George Namur, the former general manager of Shell's Houston-based gas and power trading division, said that the options could prove to be worthless. He also claimed the options were only justified internally by using questionable forecasts about future power prices and "creative" accounting techniques in order to meet Shell's required rate of return.

Under a series of "tolling agreements" Shell has committed to pay $7.4bn to independent power producers over the next 20 years in return for an option to sell the power generated from the gas it supplies to the stations.

If power prices are high then Shell makes a profit by exercising its options to sell the power produced from its gas. If they are low, then Shell makes a loss because it is still contracted to make the capacity payments.

The agreements were taken out three years ago at the top of the US power market, since when average US power prices have fallen by a third.

Shell, chaired by Philip Watts, insisted yesterday that its accounting approach to the tolling agreements was conservative and that the deals were only entered into after "rigorous due diligence and evaluation processes".

Nevertheless, shares in the company fell by more than the market. They ended 36.5p or 8 per cent lower at 415p – a level last seen at the beginning of 2000.

Mr Namur was quoted as saying: "If power prices collapse or even stabilise, there is potentially zero return on the investment." He also said: "We knew what our capacity payments would be and then had to use highly optimistic power price forecasts and other creative items to exceed the 15 per cent return rate."

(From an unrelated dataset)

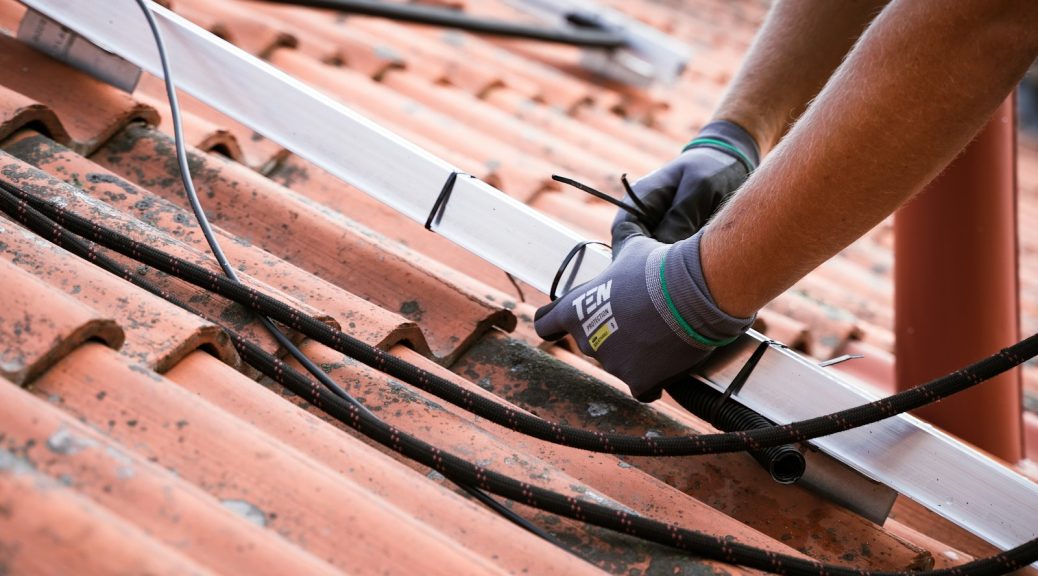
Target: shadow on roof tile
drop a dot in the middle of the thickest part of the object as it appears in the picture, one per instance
(459, 432)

However, Shell maintained that it had made transparent disclosure of the tolling agreements in its 2001 accounts. The company said that it did not recognise any gains implicit in the deals when the contracts were signed and booked profits and losses on the agreements as they arose.

It added that most of the tolling payments did not fall due until after 2007. "Shell believes the transactions will yield satisfactory returns over their lives, which in many cases extends to 20 years."

Although such tolling agreements are common in the power industry, analysts cautioned that the price forecasts on which they are based were susceptible to very big variations.

This is because the lack of long-term liquidity in the gas and electricity markets makes it difficult to give reliable forecasts about prices over the 20-year life of a power plant.